0

I am fairly new to programming and I've been trying to implement this code in Python, using PyCharm. I'm running the code via a remote server, using PyCharm on my local computer. It was written by a former colleague, and has been giving a lot of encoding issues since we updated the packages like MySQL and the Python interpreter to 3.8. The MySQL version is 8.0, but this is an update. That was not the version installed originally when the code was written.
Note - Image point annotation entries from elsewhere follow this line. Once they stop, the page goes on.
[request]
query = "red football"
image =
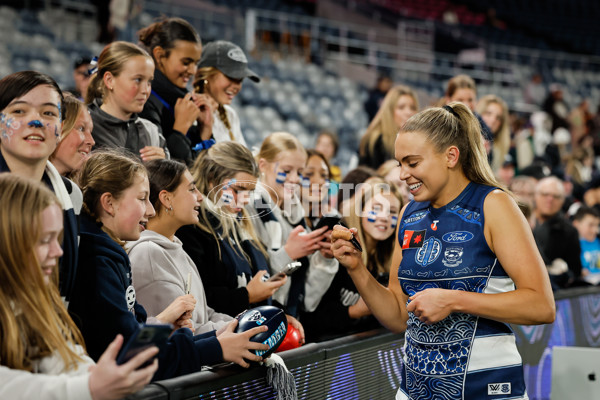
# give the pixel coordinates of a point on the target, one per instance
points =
(272, 317)
(292, 339)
This is the full error that I am getting:

findBestMatch *** WARNING: FoundCity[i] = {'Country': 'Austria', 'Page': 'Contact', 'Confidence': 10, 'Mentions': 1} WriteToDB Problem <class 'MySQLdb._exceptions.ProgrammingError'> Traceback (most recent call last): File "/remotepath/TextMining/NER/FindLocationStoreSQL.py", line 399, in WriteToDB(c.title(), cn, idProject, 10, "Contact", "v1", cursor, db, database_country) File "/remotepath/TextMining/NER/FindLocationStoreSQL.py", line 286, in WriteToDB cursor.execute(sql,values) File "/home/localhost/.local/lib/python3.8/site-packages/MySQLdb/cursors.py", line 206, in execute res = self._query(query) File "/home/localhost/.local/lib/python3.8/site-packages/MySQLdb/cursors.py", line 319, in _query db.query(q) File "/home/localhost/.local/lib/python3.8/site-packages/MySQLdb/connections.py", line 259, in query _mysql.connection.query(self, query) MySQLdb._exceptions.ProgrammingError: (1064, "You have an error in your SQL syntax; check the manual that corresponds to your MySQL server version for the right syntax to use near 'City text mined, Country from datasource'',Confidence='10',FoundWhere=''Contact'' at line 1") Process finished with exit code -1

The code sample of the function it is trying to run is below:

def findBestMatch(FoundCity,FoundCountry,database_country):
pair_candidates = []
for i in range(0,5):
    for j in range(0,5):
        if len(FoundCity)>i and len(FoundCountry)>j:
            city_i = FoundCity[i].get('City')
            country_j = FoundCountry[j].get('Country')
            if city_i != None and country_j != None:
                #sql = "SELECT City,Country_CountryName,Longitude,Latitude FROM Semanticon.City where city like '{0}' and Country_CountryName like '{1}' and Population>0 order by Population desc".format(FoundCity[i]['City'].encode('utf-8'),FoundCountry[j]['Country'].encode('utf-8'))
                sql = "SELECT City,Country_CountryName,Longitude,Latitude FROM Semanticon.City where city like '{0}' and Country_CountryName like '{1}' and Population>0 order by Population desc".format(
                    FoundCity[i]['City'], FoundCountry[j]['Country'])
              
                try:
                   cursor.execute(sql)
                except:
                    db = MySQLdb.connect(host, username, password, database, charset='utf8')
                    db.set_character_set("utf8")
                    cursor = db.cursor()
                    cursor.execute(sql)
                resul = cursor.fetchall()
                if len(resul)>0:
                    pair_candidates.append({"City":FoundCity[i]['City'],"Country":FoundCountry[j]['Country'],"Score":(FoundCity[i]["Confidence"]+FoundCountry[j]["Confidence"]+0.5*(FoundCity[i]["Mentions"]+FoundCountry[j]["Mentions"]))})
                    #return FoundCity[i]['City'],FoundCountry[j]['Country'],FoundCity[i]['Confidence']
            else:
                if city_i == None:
                    print("*** WARNING: FoundCity[i] = ", FoundCity[i])
                else:
                    print("*** WARNING: FoundCountry[j] = ", FoundCountry[j])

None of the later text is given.